"Alberi
e animali che non hanno uguali in nessun'altra parte del mondo,
monoliti antichi come il vento che li ha modellati, un'isola lontana
da ogni rotta abitata da un popolo misterioso come il suono arcaico,
basso e vibrante del didgeridoo, o come il boomerang che colpisce
e ritorna. Una terra divenuta metafora moderna della fuga dalla
civiltà, grandi spazi dove tutto è ancora possibile, anche ricominciare
una vita. Non è facile accostarsi all'Australia spogliandosi da
questi cliché. Si può fare seguendo Le
Vie dei Canti tracciate da Bruce Chatwin."

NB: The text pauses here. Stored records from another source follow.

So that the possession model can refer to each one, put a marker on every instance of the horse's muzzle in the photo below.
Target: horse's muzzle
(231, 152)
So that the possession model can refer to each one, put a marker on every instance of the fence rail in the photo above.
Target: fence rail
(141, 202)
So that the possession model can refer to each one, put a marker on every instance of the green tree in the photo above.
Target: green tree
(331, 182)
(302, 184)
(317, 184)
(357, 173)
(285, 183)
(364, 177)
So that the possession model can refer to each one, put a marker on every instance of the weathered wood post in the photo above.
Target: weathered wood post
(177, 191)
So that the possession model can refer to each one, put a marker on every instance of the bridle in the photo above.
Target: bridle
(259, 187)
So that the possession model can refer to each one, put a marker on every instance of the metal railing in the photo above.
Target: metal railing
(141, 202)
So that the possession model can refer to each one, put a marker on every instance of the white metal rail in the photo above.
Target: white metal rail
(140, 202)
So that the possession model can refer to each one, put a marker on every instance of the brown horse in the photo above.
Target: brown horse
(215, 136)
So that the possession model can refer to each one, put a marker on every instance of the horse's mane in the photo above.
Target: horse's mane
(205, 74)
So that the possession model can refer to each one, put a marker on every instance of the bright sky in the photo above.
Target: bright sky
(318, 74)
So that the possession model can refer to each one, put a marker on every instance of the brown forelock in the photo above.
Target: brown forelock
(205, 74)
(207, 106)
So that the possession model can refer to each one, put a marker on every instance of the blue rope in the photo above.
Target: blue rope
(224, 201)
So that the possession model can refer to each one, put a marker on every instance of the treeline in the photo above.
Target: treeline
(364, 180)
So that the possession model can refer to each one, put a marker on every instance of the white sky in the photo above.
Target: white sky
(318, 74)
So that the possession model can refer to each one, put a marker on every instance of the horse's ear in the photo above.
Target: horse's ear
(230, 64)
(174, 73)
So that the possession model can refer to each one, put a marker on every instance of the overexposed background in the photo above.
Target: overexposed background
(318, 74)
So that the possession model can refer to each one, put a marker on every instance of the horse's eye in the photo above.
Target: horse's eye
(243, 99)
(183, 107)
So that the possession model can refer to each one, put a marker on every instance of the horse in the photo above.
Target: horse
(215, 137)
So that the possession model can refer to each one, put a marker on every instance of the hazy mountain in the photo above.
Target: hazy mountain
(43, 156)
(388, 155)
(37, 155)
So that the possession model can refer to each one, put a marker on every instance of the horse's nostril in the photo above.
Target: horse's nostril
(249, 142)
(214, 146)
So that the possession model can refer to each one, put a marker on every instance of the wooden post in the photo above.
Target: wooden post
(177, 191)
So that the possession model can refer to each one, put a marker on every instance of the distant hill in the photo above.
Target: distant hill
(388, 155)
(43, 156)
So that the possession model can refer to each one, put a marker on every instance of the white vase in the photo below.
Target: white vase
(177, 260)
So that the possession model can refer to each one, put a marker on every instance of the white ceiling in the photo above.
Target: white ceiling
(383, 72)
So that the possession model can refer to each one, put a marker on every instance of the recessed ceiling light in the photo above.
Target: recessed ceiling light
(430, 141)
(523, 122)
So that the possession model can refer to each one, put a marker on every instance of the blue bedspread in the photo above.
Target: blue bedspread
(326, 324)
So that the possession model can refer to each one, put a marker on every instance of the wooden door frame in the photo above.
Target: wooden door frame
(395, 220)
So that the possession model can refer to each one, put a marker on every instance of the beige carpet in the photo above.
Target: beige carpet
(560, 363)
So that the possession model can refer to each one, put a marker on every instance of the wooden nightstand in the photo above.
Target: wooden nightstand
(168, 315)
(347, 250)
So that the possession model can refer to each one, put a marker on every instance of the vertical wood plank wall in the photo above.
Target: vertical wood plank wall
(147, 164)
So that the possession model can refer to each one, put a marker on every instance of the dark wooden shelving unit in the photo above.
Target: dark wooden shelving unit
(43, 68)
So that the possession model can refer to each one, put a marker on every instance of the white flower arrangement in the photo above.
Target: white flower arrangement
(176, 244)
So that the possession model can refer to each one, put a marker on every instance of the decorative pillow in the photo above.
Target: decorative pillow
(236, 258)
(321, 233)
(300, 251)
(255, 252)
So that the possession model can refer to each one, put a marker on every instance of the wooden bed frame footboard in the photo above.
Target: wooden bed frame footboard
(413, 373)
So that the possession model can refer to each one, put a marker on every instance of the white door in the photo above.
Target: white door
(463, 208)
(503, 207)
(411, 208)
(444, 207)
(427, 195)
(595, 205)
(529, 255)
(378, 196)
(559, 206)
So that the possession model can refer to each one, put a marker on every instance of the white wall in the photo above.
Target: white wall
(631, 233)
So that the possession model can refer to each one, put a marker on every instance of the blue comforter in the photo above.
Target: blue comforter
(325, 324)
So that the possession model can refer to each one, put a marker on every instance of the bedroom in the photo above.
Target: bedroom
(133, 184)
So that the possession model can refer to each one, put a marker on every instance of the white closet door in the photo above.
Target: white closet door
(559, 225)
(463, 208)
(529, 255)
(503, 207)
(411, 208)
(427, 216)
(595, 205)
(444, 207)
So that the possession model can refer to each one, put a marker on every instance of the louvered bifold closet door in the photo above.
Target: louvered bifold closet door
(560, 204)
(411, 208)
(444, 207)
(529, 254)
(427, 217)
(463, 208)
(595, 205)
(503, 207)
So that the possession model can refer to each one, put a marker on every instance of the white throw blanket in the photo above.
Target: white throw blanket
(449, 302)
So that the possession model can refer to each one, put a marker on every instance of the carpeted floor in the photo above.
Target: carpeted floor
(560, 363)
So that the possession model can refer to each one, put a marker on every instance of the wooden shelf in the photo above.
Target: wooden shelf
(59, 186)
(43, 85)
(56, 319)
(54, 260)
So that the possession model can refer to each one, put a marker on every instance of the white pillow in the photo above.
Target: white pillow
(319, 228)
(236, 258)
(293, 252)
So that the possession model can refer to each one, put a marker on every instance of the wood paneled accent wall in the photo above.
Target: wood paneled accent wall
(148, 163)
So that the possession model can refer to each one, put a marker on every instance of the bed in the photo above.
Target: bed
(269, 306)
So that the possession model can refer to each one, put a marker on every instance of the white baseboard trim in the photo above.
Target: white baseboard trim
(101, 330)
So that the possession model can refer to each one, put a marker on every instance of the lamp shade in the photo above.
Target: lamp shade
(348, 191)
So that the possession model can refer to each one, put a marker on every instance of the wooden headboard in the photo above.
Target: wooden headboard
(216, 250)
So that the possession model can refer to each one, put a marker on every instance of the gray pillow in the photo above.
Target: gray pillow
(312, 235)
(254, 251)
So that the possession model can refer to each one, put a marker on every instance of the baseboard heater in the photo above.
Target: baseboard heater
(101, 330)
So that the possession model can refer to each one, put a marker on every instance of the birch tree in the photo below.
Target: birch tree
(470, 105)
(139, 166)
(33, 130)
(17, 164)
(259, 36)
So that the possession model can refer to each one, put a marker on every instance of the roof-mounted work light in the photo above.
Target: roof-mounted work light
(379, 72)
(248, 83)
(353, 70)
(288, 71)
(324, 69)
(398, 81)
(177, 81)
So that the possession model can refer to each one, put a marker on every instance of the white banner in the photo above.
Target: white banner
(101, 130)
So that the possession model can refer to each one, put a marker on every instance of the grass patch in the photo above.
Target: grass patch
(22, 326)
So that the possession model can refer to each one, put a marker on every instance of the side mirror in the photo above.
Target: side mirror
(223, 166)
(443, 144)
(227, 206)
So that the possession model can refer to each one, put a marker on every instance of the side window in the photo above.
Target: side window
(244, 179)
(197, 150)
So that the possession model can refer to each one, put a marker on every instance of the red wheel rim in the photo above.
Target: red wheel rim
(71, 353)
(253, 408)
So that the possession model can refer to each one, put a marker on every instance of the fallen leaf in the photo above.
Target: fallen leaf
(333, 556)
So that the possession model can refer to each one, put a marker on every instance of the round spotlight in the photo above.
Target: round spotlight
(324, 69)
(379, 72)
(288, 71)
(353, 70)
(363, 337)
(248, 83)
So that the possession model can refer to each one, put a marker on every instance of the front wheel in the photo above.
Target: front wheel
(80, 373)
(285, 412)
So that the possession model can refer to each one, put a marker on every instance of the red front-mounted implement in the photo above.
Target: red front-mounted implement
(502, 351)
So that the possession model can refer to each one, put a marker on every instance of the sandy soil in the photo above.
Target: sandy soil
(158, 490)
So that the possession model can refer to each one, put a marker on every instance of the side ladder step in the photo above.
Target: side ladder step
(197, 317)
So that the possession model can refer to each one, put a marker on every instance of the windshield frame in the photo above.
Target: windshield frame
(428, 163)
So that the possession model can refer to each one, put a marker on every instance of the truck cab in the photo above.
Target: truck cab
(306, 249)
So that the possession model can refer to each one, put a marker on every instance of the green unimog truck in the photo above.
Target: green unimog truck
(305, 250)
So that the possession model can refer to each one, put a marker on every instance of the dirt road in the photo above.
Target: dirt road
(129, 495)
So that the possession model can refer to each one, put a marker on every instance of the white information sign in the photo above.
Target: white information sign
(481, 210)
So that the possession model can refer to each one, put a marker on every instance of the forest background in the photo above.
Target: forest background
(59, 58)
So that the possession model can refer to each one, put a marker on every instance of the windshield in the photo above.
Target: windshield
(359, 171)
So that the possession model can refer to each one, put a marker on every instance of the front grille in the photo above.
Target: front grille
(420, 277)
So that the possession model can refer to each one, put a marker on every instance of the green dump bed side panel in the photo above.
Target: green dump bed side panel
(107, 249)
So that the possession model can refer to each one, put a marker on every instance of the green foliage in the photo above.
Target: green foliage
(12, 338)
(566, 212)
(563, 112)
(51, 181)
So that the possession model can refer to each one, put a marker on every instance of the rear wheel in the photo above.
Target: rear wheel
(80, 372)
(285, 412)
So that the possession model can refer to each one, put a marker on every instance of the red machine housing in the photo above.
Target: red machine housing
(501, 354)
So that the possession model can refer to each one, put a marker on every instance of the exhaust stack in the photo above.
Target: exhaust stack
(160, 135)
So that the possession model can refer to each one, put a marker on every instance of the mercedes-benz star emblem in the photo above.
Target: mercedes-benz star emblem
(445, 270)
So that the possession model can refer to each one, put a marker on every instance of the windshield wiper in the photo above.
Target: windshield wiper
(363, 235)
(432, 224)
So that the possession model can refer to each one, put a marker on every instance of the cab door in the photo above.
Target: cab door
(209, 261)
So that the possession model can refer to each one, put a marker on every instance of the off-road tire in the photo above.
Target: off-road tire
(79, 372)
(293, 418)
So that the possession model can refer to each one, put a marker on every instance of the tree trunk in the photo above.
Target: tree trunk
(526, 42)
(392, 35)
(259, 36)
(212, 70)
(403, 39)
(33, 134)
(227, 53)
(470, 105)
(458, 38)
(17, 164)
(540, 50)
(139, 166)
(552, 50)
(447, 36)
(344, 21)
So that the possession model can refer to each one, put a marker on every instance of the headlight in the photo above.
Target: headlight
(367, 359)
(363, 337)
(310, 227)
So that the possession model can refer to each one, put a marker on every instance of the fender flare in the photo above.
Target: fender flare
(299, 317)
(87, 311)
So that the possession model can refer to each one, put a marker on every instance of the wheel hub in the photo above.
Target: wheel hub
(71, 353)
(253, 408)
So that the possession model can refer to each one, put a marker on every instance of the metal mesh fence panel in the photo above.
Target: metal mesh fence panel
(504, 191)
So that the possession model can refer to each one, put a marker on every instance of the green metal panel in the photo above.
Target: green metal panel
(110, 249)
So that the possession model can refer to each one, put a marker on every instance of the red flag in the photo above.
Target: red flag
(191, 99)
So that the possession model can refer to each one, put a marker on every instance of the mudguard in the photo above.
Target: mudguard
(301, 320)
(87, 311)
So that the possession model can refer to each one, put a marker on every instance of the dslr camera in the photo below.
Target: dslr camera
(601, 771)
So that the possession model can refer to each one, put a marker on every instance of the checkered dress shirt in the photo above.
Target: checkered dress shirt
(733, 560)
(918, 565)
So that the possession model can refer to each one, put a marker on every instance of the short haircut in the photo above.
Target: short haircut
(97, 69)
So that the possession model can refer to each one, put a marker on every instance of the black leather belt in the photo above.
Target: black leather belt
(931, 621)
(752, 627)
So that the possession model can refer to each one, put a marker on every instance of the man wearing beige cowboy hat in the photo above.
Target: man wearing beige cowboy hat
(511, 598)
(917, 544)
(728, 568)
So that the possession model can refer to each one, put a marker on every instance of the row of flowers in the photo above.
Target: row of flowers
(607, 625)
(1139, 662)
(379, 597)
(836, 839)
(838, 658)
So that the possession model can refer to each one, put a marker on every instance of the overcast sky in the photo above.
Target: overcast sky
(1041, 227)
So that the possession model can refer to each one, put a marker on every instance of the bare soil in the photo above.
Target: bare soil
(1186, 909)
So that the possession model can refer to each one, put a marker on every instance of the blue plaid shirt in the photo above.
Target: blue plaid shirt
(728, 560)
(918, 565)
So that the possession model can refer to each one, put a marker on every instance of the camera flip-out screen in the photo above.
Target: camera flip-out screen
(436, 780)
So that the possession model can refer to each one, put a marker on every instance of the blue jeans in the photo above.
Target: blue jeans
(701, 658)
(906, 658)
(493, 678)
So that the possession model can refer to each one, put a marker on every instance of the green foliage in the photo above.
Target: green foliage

Così Stefania Giorgi su Il Manifesto del 18 dicembre 1997 invoca
Chatwin per invitare il lettore a una più attenta riflessione
sulle terre australi.
Ma non si pensi che questo libro sia un trattato di antropologia
o un saggio: è un romanzo, un libro di ricordi, un mosaico di
storie.
Storie
sulla natura...
"In
teoria sono un'etnobotanica" rise. "Ma mi sono lasciata prendere
la mano".
Alex
era il suo migliore informatore: la sua conoscenza delle piante
era sconfinata. Sciorinava i nomi delle specie, la stagione e
il luogo in cui sarebbero fiorite. Le usava un po' come un calendario.
Sulle
lingue degli aborigeni...
Non
aveva mai studiato linguistica, però con il lavoro del dizionario
si era destato in lei un interesse per il mito di Babele. Come
mai in Australia, quando la vita aborigena era così uniforme,
c'erano duecento lingue? Era davvero possibile darne una spiegazione
in termini di tribalismo o di isolamento? Certo che no! Stava
cominciando a domandarsi se non c'era una relazione fra la lingua
e la distribuzione delle diverse specie sul territorio.
"A
volte" disse "domando al vecchio Alex il nome di una pianta e
lui mi risponde: "Nessun nome", intendendo: "Nel mio paese questa
pianta non cresce".
Lei
allora cercava un informatore che da bambino avesse vissuto dove
la pianta cresceva, e scopriva che dopotutto un nome ce l'aveva.
Il
" cuore arido " dell'Australia, disse, era un mosaico di microclimi,
dove diversi erano i minerali nel terreno e diversi gli animali
e le piante. Un uomo cresciuto nel deserto conosceva a menadito
la sua flora e la sua fauna, sapeva quale pianta attirava la selvaggina,
sapeva che acqua bere. Sapeva dove sottoterra c'erano dei tuberi.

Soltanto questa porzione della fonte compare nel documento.